Northern Irish footballer

Sammy Todd (born 1945) was a former football player for Burnley and Glentoran.

==Club career==

Todd joined Burnley from Glentoran as a 17-year-old defender/midfield man in 1962 becoming the third ex-Glens player to transfer to Turf Moor in the 1960s, following Jimmy McIlroy and Alex Elder.

He made his league debut for Burnley against Tottenham Hotspur at Turf Moor in the 1963/64 season, Burnley recording a 7–2 victory over Spurs.

He made a total of 118 appearances for Burnley scoring one league and one League Cup goal.

At the end of the 1969–1970 season, Todd was sold to Sheffield Wednesday for £40,000. He would, however, only make 22 appearances in four seasons in Sheffield and was loaned out to Mansfield in February 1974.

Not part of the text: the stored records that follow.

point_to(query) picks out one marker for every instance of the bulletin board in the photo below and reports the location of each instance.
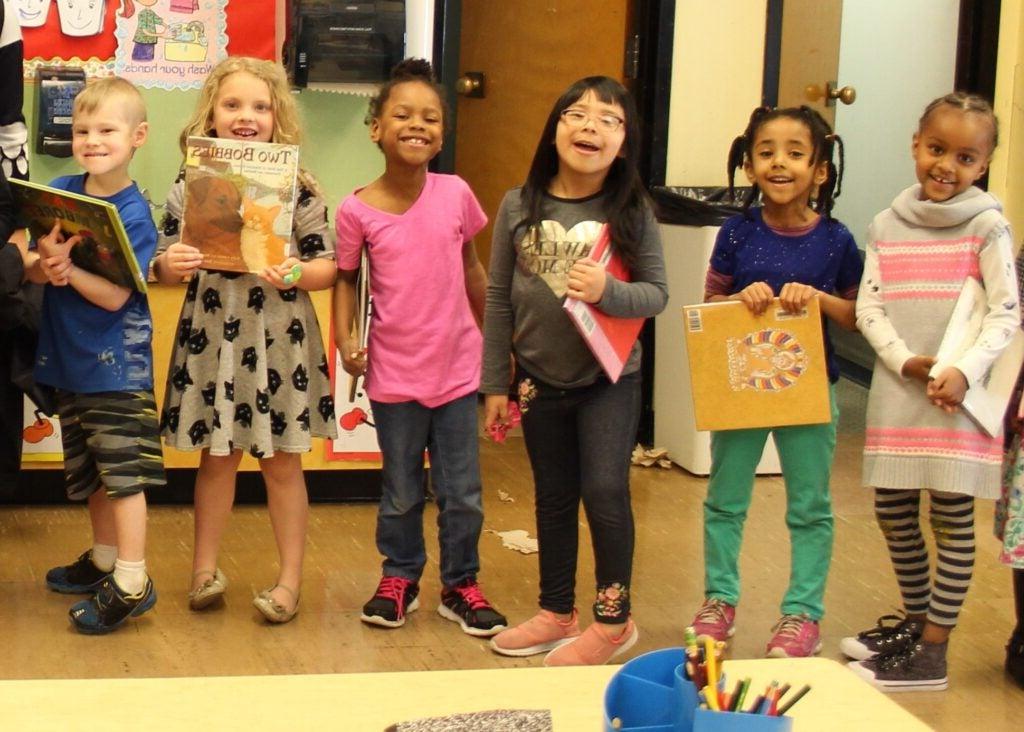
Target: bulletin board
(100, 36)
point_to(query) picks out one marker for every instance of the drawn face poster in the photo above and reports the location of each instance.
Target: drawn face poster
(170, 44)
(98, 34)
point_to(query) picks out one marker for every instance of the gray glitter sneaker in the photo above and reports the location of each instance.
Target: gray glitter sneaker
(920, 668)
(893, 633)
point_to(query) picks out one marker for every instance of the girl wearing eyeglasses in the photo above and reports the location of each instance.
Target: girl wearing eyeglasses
(580, 428)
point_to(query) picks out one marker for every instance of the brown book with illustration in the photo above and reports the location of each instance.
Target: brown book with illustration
(104, 249)
(239, 202)
(752, 371)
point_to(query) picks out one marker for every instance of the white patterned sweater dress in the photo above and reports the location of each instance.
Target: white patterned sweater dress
(918, 257)
(248, 369)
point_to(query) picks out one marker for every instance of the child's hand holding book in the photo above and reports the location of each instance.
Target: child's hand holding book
(54, 255)
(182, 260)
(947, 390)
(587, 281)
(353, 357)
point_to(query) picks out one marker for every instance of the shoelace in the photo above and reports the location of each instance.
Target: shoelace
(790, 626)
(882, 630)
(473, 596)
(393, 588)
(712, 611)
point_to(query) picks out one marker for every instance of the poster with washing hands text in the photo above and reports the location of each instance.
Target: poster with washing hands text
(170, 44)
(83, 33)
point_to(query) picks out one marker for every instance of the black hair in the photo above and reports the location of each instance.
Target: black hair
(965, 102)
(824, 145)
(409, 70)
(626, 200)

In the twilight of his career, Todd enjoyed brief stints with both Great Harwood of the Northern Premier League and Dallas Tornado of the original NASL.

==International career==

Todd represented both Northern Ireland schools and the Under-23 team in the 1960s before making his senior debut in 1966.

His first appearance came as a substitute in a friendly game with Mexico at Windsor Park.

He was capped a total of 11 times for Northern Ireland.